Oracle executives have repeated that more takeovers could follow the company's bid for PeopleSoft. At the same time, mudslinging between Oracle and PeopleSoft has continued, even though Oracle described itself as a "generally friendly" company.
"We'd be interested in buying almost anything," Oracle chairman and chief executive officer, Larry Ellison, said at a meeting with financial analysts at his company's Californian headquarters.
That is if the price was right, and "almost anything" did have its exclusions, Ellison said.
Oracle won't buy Ariba or CommerceOne, vendors of online marketplaces.
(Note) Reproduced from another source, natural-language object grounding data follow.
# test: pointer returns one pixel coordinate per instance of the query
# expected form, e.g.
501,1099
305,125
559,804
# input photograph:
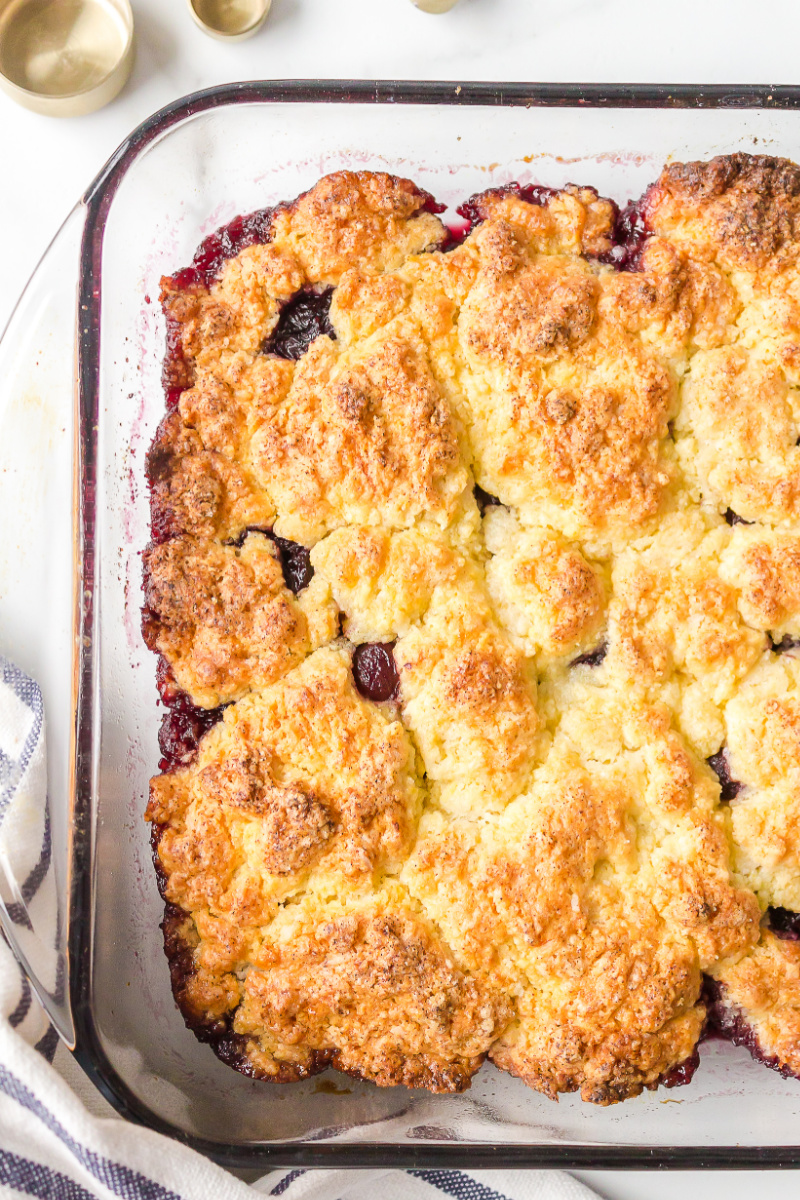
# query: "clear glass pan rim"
97,201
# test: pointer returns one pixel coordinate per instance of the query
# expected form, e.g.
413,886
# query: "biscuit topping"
475,579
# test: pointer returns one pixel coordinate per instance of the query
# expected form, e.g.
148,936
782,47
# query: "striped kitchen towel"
55,1144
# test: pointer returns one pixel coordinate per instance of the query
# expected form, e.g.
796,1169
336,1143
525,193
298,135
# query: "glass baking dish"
186,171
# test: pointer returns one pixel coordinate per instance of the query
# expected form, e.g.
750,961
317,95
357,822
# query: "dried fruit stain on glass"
475,585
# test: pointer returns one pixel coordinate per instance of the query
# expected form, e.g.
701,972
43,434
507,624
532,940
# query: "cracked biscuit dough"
475,579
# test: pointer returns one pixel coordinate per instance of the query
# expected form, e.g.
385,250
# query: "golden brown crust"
360,439
761,1000
743,208
521,853
222,616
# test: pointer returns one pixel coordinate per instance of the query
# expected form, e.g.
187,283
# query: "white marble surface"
44,165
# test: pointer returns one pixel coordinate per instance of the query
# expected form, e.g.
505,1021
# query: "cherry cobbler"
475,585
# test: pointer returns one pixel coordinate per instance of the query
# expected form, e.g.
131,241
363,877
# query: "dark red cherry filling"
252,229
733,1026
374,671
181,729
785,923
785,645
175,373
734,519
729,787
304,317
295,561
474,210
591,658
182,724
630,237
485,499
684,1072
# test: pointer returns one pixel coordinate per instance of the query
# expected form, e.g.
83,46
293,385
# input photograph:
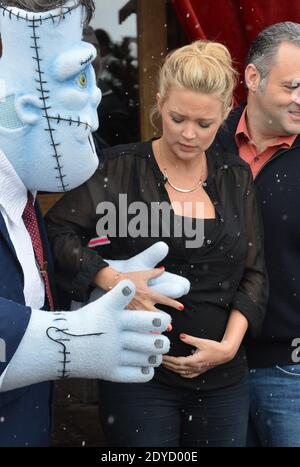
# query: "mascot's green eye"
82,80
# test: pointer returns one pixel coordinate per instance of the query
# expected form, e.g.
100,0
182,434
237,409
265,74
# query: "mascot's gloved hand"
168,284
100,340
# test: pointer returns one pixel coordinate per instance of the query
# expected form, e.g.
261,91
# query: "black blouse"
227,272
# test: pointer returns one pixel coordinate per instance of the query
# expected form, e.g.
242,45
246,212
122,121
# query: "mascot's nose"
96,97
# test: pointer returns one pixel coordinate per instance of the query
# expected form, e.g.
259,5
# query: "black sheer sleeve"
252,294
71,223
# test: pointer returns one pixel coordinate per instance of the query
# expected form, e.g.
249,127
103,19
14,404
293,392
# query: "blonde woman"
199,396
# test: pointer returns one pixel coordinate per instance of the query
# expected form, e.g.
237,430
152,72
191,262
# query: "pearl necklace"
182,190
176,188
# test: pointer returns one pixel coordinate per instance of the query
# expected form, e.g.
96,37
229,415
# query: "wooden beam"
152,46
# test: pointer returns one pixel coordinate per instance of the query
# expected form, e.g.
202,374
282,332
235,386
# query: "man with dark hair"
265,133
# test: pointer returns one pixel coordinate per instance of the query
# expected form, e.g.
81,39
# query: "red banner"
235,23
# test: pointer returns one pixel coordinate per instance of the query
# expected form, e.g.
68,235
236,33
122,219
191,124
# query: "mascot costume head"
48,99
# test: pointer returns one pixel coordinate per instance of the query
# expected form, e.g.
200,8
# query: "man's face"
278,101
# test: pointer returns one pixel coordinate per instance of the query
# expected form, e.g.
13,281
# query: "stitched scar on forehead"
15,13
73,61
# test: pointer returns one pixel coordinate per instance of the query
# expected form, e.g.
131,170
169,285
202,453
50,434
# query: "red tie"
31,224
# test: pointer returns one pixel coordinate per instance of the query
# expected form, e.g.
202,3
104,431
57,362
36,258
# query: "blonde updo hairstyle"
203,66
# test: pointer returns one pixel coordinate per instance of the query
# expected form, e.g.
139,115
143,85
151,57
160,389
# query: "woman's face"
190,121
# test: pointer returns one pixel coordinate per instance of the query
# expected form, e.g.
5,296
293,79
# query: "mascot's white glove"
168,284
100,340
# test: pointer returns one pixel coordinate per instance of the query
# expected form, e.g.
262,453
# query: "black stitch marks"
70,121
64,373
35,18
88,60
34,26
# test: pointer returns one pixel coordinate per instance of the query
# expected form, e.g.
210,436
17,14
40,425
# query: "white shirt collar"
13,193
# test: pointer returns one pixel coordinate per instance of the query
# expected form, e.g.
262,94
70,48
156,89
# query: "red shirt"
248,151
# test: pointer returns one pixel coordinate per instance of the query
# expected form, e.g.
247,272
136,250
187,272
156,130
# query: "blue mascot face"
48,97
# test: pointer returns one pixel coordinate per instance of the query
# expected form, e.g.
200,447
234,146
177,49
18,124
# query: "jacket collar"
225,136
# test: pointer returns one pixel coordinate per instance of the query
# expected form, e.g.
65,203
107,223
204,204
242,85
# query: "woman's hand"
208,354
145,298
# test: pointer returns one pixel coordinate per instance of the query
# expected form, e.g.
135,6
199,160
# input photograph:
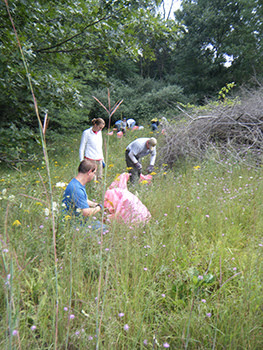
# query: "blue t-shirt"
74,198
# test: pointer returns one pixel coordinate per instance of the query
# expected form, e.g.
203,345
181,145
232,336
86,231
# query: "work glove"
150,169
138,166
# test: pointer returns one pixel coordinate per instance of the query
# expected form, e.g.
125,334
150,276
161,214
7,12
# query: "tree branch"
73,36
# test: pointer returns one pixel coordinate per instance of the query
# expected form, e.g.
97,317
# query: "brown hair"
98,121
86,165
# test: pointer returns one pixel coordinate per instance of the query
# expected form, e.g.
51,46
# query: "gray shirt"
138,149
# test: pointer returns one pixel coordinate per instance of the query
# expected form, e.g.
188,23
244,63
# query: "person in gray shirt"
135,151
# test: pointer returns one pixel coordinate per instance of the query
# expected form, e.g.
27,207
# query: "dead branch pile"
235,127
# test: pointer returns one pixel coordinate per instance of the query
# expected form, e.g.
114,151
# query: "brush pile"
232,126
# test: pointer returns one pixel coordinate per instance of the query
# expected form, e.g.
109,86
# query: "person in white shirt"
135,151
91,146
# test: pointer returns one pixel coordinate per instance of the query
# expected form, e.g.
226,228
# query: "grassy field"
191,278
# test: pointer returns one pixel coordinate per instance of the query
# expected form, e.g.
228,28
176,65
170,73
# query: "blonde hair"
98,121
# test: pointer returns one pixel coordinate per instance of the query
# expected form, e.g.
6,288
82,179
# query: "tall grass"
189,279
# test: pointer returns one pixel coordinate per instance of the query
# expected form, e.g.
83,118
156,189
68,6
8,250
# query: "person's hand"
138,166
150,169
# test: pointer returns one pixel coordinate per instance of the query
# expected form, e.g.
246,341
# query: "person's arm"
82,146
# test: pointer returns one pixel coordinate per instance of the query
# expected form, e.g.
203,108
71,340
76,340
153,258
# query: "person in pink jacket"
91,146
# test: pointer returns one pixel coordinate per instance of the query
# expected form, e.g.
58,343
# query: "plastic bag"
124,205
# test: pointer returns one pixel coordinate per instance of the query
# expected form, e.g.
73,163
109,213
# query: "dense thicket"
75,49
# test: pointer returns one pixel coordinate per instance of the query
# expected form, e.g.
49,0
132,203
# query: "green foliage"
225,91
196,265
19,145
213,31
143,99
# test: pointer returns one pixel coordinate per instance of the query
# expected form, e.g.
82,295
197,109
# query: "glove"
138,166
150,169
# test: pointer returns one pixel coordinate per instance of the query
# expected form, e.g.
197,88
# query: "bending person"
91,146
135,151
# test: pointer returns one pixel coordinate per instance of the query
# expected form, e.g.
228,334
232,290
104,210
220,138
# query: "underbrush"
189,279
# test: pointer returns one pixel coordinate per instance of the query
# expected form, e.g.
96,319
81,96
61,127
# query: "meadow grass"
191,278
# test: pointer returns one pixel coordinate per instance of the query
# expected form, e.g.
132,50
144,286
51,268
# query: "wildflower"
144,182
16,223
61,184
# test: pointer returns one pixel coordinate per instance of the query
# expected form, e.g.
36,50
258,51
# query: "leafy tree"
215,30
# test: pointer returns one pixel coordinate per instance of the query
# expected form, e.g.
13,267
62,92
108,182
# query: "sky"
167,4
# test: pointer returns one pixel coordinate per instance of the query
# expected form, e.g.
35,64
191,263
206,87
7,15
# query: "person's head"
98,124
151,143
87,167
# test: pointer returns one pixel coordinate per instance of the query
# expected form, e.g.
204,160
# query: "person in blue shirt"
75,202
135,151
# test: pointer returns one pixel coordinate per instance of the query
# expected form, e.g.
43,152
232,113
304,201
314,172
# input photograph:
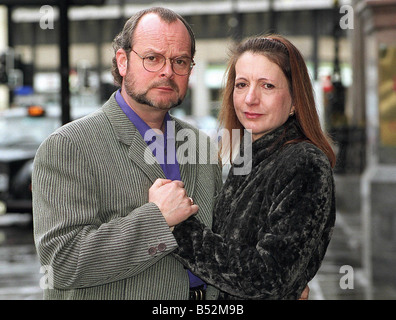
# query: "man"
102,220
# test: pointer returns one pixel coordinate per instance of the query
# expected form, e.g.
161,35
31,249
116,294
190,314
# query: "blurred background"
55,60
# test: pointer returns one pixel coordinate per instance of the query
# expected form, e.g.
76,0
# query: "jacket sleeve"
297,227
71,239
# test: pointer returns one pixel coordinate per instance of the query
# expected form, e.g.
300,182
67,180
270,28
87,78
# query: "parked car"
22,130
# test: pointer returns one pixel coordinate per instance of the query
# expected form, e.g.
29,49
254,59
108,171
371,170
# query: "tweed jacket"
94,229
271,227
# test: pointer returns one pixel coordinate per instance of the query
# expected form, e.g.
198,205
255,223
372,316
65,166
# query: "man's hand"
305,294
173,201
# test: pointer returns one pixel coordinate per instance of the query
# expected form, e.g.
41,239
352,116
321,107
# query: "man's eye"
268,86
152,58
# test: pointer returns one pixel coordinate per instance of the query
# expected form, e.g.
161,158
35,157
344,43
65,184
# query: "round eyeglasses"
154,62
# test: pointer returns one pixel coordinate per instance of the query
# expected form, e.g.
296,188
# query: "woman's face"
262,100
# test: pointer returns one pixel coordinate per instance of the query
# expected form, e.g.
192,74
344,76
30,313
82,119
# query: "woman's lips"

Also, Oracle looked at buying Legato Systems, but didn't because it felt it could not win from Veritas Software in storage management software space, he said.
Data storage vendor EMC this week announced a deal to buy Legato in a stock transaction valued at $US1.3 billion. Clues on where Oracle could strike came from executive vice-presidents, Safra Catz and Chuck Phillips, who spoke to the analysts just before Ellison.
Phillips two weeks ago hinted that Oracle may do some more shopping.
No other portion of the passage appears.